Farmers have it hard enough without a bunch of bored suburbanites knocking on their doors to tell them that their horses smell.

But know what? Horses and farmers built this damn country. Go pick up some literature by a man named Thomas Jefferson. And land developers: ignore a part of the country called Brown County, OH. It's really beautiful and we have a lot of farmers, and I like it just how it is. It smells like horses, cows, and pigs. It's dusty when it's hay season, there are tractors on the road, and at times, steam engines. Suburbanites, you would hate it.

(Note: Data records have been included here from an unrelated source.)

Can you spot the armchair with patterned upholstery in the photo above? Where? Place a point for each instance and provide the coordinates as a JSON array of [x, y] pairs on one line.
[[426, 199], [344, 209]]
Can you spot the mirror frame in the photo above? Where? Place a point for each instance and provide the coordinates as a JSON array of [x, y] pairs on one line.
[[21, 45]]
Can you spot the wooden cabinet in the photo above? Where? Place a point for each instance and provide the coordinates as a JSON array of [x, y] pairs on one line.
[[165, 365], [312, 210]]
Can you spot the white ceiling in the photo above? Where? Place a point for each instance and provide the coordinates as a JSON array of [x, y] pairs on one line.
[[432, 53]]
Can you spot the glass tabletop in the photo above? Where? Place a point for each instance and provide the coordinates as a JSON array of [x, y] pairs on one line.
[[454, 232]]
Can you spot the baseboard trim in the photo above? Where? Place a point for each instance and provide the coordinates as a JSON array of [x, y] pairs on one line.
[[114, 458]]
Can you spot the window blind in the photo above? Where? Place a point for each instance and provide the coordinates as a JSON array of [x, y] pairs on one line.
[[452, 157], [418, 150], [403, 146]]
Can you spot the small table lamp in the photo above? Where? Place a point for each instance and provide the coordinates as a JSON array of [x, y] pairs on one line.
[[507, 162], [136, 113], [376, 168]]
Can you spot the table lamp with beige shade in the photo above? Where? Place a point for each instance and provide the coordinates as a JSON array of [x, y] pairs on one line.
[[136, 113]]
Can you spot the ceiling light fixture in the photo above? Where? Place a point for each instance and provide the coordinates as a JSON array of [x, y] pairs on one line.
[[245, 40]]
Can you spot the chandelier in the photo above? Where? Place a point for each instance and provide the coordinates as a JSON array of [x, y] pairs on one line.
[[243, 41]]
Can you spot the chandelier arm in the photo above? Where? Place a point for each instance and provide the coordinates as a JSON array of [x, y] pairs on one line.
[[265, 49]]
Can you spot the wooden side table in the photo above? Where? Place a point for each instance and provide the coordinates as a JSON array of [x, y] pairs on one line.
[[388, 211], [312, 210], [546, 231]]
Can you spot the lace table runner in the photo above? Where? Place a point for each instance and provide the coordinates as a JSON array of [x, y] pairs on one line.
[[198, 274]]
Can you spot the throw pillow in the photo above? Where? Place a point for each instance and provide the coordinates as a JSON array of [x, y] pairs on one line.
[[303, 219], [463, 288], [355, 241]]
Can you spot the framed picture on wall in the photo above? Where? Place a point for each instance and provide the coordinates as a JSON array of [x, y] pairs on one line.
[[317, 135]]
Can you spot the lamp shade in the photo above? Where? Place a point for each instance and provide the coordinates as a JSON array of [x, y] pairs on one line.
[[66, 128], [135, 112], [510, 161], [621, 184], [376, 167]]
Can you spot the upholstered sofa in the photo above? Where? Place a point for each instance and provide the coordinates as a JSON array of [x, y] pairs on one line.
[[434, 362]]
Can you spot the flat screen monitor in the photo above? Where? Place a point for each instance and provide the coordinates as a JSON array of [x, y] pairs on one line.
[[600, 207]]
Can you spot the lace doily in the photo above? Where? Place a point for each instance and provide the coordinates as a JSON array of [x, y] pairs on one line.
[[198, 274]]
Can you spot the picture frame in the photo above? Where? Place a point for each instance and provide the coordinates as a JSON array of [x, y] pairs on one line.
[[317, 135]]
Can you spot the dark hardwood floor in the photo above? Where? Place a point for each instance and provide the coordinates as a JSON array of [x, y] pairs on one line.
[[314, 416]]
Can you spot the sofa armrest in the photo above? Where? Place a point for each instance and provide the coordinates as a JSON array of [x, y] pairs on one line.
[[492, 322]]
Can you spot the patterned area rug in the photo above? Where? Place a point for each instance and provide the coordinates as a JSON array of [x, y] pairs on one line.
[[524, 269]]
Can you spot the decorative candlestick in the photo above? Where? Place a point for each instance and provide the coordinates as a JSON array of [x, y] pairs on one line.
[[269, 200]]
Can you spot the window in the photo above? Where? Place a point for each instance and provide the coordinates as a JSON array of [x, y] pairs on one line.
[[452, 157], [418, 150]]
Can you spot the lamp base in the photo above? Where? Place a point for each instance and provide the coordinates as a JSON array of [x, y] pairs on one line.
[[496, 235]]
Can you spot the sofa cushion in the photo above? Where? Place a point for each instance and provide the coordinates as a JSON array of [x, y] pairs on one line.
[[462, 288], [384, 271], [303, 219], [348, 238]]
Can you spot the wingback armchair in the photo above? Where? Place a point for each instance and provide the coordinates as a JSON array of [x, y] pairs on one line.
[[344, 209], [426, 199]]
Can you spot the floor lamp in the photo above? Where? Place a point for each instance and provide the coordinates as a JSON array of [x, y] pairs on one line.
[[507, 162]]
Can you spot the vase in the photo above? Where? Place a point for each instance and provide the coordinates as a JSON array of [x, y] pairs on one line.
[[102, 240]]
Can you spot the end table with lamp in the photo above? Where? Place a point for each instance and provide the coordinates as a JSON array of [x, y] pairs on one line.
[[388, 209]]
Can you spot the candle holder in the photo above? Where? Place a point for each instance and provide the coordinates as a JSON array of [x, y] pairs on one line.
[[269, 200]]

*To read a discussion on the suburban encroachment topic on The H.A.M.B., click on this link: http://www.jalopyjournal.com/forum/showthread.php?t=284286&highlight=farmer Be warned, though, that this is a forum of traditional hot rodders. If it's not your type of thing, they will immediately sense this and out you. Also, if you're a dick, they will punish you, and you will have deserved their flagellation. Enjoy!

Skeptically Yours.

My V8 vs. Your Hybrid

Ooooohh---I bet I bet that makes your skin tingle, right?? The hybrid is the righteous little guy with the synergy drive, single handedly saving us from the oil crisis. The V8 is a boisterous and gas guzzling waste-mongrel, mangling the diminutive supply of petrol remaining. My gripe isn't actually the hybrid. It's the hybrid drivers, most of them. They look over at me, nose in the air, scoffing at my rumbly little Underdog Nova.

I laugh every time I pass a Steakhouse with Hybrid mobiles choking the Valet lot. I chuckle when I peak inside and see a well-equipped Hybrid bathed with leather interior. I emit nothing short of a chortle when the Hybrid lovin' nation totes home their succulent goods flown in from half way around the world.

My point? I have several. Let me expound.

Firstly, some of the most disgusting and air-f0uling emissions out there comes from my friend, the cow. I do not eat the cow. I do not believe we should mass produce the cow like this poor creature is living simply to be your steak, your boot, your belt. It's feces ends up in what we lovingly call a "lagoon." Sounds nice, right? It ain't. It's a festering, steamy pond of cow shit that actually eats away our ozone at levels way above what comes out of the Nova's exhaust pipe. Surprised? That's right. The Nova's dual exhaust is way less harmful than a herd of cows' asses.

Pack the Hybrid with leather, and you have this complete wash of anything that the little righteous-mobile was actually campaigning towards. So the car was halfway there, and then---yep, missed it! Now, these cows, manufactured by a completely industrialized and heartless system, die for your car. And their lagoon? It will exist for a very very long time.

My point further??

The goods from around the world. That's pretty self explanatory. Buy local, people. Local. I will talk plenty more on here about farmers. But planes = emissions.

What's more, hybrid drivers, you hate me, I know. I'm cool with that. Have you ever asked the driver of a classic car how much they drive it? What kind of mileage it actually gets? Here's some news...Mine? 18 MPG. Better than a lot of new cars. And not that much, i.e. to shows, on pretty days, and for testing out new parts. And when I am stuck in traffic next to a Hybrid, I always look over and make sure to smile at the driver.

The reaction? Almost always a smirk.

Skeptically Yours.


*For those of you out there that drive a Hybrid, can explain Hybrid Synergy Drive, forgo leather, and understand the concept of reduce, reuse and recycle, I applaud you. Don't smirk at me.